Our code at this point looks like this:

do {
    let session = try await Amplify.Auth.fetchAuthSession()
    if let identityProvider = session as? AuthCognitoIdentityProvider {
        let identityIdResult = identityProvider.getIdentityId()
        switch identityIdResult {
            case .success(let identityId):
                // ... handle identityId              
            case .failure(let error):
		// ... here we get the error
                NSLog("Fetch identityId failed with error: \(error)")
                throw BTError.runtimeError(self._getErrorMessage(pError: error))
        }
    }
} catch {
    // ... handle error
}

One more piece of information.
We have added a retry dialog for this case, where we call Amplify.Auth.fetchAuthSession with forceRefresh and hoped that this would get the user out of the situation. But unfortunately that doesn't help either.
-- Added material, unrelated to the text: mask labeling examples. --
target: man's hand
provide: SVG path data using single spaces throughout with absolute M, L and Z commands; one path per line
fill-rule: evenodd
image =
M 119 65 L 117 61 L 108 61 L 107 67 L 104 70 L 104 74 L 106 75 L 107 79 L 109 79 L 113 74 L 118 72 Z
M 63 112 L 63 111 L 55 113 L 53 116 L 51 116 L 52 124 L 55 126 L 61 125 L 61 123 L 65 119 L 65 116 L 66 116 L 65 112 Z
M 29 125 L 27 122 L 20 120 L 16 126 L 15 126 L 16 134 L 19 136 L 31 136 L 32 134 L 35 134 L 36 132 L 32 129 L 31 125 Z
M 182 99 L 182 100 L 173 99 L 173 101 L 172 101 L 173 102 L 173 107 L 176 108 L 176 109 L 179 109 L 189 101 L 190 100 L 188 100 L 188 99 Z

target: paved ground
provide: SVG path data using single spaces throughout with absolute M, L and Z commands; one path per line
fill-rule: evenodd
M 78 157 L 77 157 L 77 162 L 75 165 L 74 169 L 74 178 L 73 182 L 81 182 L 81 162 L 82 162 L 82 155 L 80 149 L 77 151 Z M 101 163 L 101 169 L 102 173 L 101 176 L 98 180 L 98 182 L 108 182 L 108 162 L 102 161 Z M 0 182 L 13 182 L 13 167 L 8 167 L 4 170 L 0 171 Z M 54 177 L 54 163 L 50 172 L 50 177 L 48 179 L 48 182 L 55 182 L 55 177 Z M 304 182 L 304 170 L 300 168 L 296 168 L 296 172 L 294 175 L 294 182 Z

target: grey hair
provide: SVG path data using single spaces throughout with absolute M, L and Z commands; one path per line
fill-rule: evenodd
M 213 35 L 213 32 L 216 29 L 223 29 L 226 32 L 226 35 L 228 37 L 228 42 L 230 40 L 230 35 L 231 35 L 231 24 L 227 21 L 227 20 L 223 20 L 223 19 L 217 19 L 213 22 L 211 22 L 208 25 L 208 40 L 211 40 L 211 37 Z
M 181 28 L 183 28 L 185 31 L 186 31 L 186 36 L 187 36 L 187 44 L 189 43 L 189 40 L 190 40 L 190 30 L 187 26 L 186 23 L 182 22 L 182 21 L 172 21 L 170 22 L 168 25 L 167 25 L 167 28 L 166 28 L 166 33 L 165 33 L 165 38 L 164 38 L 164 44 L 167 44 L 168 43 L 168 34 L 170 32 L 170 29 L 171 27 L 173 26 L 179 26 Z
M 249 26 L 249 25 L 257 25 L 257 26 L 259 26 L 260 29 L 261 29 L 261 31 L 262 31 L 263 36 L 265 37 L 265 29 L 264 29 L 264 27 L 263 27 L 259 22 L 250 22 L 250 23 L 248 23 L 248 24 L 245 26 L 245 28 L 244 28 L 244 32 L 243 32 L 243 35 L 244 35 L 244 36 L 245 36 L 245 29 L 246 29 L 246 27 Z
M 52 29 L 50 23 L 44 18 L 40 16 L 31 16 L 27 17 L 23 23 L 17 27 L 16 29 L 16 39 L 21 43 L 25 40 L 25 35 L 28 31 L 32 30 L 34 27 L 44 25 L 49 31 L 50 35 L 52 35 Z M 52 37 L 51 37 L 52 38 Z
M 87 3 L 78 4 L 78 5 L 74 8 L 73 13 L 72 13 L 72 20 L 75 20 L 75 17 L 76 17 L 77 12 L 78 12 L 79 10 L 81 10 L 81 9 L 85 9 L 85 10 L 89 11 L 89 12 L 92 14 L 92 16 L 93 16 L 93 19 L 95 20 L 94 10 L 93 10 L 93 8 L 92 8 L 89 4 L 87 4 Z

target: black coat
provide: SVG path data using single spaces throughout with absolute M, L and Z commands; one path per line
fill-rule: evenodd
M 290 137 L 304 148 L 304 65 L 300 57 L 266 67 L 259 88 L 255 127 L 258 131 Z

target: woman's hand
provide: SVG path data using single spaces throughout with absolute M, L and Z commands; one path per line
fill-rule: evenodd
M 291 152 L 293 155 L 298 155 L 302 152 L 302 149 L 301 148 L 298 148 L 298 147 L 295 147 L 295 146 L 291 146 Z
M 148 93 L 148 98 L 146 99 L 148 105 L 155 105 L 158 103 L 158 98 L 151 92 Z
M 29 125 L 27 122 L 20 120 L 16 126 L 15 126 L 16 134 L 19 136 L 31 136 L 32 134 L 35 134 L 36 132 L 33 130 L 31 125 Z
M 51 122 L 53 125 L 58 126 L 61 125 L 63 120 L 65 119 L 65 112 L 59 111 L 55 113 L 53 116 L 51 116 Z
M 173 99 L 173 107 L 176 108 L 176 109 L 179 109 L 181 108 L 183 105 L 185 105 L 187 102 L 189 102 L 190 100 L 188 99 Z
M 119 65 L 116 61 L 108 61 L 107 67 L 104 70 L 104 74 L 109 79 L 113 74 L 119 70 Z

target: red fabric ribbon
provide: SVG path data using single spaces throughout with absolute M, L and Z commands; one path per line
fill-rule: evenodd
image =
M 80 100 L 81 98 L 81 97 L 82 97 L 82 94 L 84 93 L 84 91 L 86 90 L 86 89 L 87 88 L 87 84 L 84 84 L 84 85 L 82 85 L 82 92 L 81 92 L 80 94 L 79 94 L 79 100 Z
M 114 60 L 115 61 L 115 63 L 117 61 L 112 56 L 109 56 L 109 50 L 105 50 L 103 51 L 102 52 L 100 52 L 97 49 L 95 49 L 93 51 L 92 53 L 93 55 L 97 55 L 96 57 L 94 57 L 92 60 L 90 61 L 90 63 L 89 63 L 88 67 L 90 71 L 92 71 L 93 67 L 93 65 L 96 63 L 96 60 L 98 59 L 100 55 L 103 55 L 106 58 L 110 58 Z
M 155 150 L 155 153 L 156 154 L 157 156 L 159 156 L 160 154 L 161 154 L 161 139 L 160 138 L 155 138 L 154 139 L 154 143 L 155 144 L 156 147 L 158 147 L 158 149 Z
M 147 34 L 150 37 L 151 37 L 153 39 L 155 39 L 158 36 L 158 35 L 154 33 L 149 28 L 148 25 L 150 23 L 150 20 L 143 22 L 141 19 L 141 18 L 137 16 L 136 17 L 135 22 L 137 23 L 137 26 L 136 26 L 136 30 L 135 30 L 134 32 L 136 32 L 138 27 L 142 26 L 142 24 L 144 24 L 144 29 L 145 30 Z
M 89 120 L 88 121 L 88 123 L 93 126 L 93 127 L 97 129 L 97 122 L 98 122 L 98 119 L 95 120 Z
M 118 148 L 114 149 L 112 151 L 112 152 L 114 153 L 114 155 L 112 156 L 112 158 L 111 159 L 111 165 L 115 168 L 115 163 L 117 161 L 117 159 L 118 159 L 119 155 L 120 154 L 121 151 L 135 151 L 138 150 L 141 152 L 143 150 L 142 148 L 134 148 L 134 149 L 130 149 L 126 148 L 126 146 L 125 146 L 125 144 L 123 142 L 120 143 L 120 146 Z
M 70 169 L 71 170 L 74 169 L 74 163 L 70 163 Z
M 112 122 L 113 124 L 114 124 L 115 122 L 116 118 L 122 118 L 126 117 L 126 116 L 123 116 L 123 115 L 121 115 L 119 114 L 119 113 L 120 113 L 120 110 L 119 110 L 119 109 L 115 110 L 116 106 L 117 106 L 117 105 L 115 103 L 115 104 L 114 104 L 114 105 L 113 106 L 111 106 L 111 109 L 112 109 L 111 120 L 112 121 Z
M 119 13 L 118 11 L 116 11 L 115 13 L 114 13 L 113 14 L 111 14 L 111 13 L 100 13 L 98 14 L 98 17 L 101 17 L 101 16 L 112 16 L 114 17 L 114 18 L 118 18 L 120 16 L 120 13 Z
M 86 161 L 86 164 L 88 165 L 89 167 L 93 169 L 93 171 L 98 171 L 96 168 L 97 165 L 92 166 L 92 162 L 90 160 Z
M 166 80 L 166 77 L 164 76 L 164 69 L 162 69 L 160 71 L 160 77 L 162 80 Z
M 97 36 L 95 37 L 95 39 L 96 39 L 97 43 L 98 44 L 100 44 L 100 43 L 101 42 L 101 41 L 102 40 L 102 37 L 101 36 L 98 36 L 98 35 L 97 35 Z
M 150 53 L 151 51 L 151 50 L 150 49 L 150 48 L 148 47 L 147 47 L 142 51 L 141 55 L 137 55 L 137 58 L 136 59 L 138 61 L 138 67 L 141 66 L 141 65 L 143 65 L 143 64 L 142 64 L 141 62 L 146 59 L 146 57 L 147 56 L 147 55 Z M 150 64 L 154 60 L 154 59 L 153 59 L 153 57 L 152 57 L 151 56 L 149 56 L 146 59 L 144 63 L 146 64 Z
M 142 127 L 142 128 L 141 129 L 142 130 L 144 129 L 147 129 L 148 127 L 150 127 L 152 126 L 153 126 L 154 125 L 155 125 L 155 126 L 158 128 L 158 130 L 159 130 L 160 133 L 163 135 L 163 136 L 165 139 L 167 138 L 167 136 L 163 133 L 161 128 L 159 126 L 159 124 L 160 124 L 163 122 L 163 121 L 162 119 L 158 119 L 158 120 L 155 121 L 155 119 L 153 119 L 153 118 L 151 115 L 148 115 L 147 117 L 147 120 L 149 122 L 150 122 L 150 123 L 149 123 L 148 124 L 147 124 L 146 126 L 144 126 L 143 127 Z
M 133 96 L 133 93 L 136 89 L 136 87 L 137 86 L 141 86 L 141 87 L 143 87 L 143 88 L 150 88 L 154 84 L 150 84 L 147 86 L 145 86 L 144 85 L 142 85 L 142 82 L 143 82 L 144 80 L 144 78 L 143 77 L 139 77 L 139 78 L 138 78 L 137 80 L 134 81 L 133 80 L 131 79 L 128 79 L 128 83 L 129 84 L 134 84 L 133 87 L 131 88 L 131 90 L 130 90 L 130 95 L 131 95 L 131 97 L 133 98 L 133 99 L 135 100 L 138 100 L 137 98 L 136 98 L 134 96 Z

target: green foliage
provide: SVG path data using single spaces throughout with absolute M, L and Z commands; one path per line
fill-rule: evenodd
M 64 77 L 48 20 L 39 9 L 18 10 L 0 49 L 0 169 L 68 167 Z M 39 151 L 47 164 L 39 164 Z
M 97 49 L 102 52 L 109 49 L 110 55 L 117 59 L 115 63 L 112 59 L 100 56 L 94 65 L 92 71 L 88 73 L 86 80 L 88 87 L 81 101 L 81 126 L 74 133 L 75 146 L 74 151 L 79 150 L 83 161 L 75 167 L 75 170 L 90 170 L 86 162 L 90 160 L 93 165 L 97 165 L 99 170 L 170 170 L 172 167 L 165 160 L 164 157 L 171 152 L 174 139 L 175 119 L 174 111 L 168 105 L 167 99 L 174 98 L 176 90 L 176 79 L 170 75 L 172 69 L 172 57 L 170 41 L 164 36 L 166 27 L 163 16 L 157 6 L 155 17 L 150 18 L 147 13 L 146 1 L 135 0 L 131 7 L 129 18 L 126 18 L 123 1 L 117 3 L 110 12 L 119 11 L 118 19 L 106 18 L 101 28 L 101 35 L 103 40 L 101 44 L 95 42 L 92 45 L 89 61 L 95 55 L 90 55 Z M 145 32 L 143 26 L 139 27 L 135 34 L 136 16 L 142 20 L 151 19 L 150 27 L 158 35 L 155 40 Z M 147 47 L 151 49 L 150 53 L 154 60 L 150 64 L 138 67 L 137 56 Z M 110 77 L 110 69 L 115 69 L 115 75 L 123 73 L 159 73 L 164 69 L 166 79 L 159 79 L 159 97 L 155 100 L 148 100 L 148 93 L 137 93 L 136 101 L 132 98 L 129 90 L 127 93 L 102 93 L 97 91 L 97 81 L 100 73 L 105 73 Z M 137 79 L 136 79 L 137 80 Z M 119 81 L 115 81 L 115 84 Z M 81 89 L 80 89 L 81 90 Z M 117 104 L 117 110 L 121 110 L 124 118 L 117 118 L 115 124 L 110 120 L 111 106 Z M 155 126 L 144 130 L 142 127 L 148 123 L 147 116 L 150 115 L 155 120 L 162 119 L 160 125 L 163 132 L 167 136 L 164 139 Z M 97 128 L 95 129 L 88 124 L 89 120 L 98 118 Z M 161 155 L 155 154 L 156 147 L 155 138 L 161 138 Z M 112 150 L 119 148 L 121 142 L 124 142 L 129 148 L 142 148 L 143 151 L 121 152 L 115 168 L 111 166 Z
The user has to kill the app completely and restart it to be able to use it normally again.

@tobias-feldmann Do you think you would be able to get verbose logs for the scenario that you faced? You can enable verbose logging to the console by doing this before calling Amplify.configure:

Amplify.Logging.logLevel = .verbose

@harsh62
I will give it a try. However, I can only very rarely reproduce the problem on our test devices. So it could take a while.